Spin and Charge Structure of the Surface States in Topological Insulators

TL;DR

This paper analyzes the spin and charge distributions of surface states in 3D topological insulators, revealing complex spin structures on various surfaces and how interface orientation affects the Dirac point and surface charge distribution.

Contribution

It provides a detailed theoretical study of the spin and charge structures on different crystal surfaces of topological insulators, including effects of sublattice contributions and interface orientation.

Findings

Complex spin structures on non-(111) surfaces due to sublattice contributions.

Surface Dirac crossing position depends on interface orientation.

Surface charge redistribution occurs at edges between different facets.

Abstract

We investigate the spin and charge densities of surface states of the three-dimensional topological insulator $Bi_2Se_3$, starting from the continuum description of the material [Zhang {\em et al.}, Nat. Phys. 5, 438 (2009)]. The spin structure on surfaces other than the 111 surface has additional complexity because of a misalignment of the contributions coming from the two sublattices of the crystal.
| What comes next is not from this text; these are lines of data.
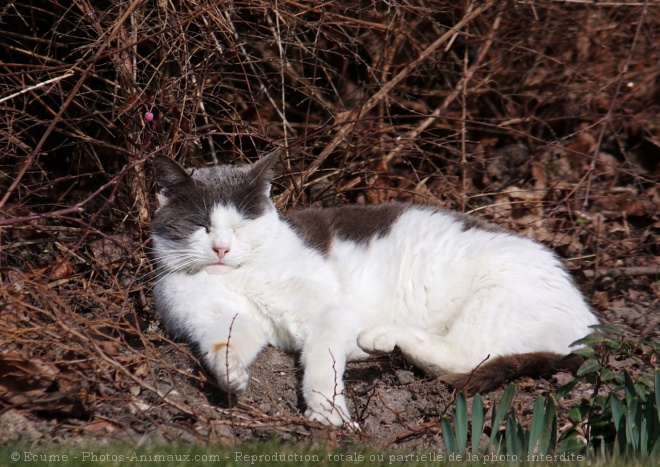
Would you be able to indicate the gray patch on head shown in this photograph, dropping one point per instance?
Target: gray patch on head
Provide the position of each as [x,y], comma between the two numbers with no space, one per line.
[359,224]
[191,199]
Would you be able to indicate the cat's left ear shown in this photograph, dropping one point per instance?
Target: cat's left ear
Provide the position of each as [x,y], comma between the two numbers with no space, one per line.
[263,170]
[169,175]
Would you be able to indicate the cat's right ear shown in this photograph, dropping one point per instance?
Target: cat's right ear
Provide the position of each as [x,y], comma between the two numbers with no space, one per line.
[168,174]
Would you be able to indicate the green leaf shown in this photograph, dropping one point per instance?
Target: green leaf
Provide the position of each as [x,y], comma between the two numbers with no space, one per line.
[586,352]
[617,410]
[477,423]
[589,366]
[573,445]
[566,388]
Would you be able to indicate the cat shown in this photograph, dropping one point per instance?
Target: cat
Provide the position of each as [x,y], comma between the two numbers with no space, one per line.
[451,292]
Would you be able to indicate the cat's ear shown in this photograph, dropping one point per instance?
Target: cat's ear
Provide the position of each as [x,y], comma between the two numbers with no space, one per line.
[168,174]
[264,168]
[263,171]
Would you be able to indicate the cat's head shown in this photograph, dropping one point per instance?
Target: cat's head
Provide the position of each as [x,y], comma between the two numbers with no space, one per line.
[214,218]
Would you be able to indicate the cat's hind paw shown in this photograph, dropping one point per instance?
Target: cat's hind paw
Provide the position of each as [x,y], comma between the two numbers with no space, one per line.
[378,340]
[330,414]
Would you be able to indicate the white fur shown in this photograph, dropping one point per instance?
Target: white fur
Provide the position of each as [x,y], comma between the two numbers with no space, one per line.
[447,298]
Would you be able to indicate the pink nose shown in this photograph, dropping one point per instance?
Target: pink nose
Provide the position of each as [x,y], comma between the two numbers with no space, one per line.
[220,251]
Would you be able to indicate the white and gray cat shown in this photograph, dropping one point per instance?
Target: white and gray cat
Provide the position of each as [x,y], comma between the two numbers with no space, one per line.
[340,284]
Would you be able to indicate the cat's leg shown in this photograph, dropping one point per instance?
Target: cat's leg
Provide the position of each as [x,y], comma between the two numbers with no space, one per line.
[229,345]
[429,352]
[324,362]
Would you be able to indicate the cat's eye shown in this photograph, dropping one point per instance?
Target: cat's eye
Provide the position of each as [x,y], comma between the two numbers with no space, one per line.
[205,227]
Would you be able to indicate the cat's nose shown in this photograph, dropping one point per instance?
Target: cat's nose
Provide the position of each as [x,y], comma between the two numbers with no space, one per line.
[220,251]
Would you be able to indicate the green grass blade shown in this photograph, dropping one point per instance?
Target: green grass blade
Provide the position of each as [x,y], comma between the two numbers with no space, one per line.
[657,391]
[498,414]
[510,434]
[548,440]
[477,423]
[617,410]
[538,421]
[630,391]
[448,436]
[461,423]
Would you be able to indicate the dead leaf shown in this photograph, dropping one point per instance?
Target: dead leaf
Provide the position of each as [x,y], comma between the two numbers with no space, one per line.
[100,427]
[34,385]
[109,347]
[60,270]
[112,249]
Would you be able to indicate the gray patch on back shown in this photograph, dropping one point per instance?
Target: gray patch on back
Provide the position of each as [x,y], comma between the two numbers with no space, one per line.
[359,224]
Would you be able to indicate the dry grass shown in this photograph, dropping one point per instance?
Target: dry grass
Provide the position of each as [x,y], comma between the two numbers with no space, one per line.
[541,115]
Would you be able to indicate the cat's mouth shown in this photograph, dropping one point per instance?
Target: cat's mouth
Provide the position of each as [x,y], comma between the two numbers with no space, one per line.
[218,268]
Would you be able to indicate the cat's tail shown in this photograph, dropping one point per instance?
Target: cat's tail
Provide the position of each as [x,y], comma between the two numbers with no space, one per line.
[496,371]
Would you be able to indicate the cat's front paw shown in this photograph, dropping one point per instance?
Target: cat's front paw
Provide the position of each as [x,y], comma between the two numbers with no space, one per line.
[378,340]
[231,374]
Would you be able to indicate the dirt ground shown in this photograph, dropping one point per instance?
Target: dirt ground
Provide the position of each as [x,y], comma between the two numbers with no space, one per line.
[541,117]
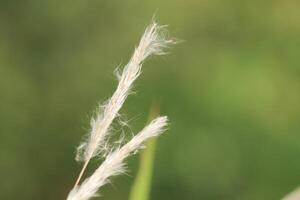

For these surfaces we expect new features to be seen in the spin-resolved ARPES experiments, caused by a non-helical spin-polarization of electrons at the individual sublattices as well as by the interference of the electron waves emitted coherently from two sublattices. We also show that the position of the Dirac crossing in spectrum of surface states depends on the orientation of the interface. This leads to contact potentials and surface charge redistribution at edges between different facets of the crystal.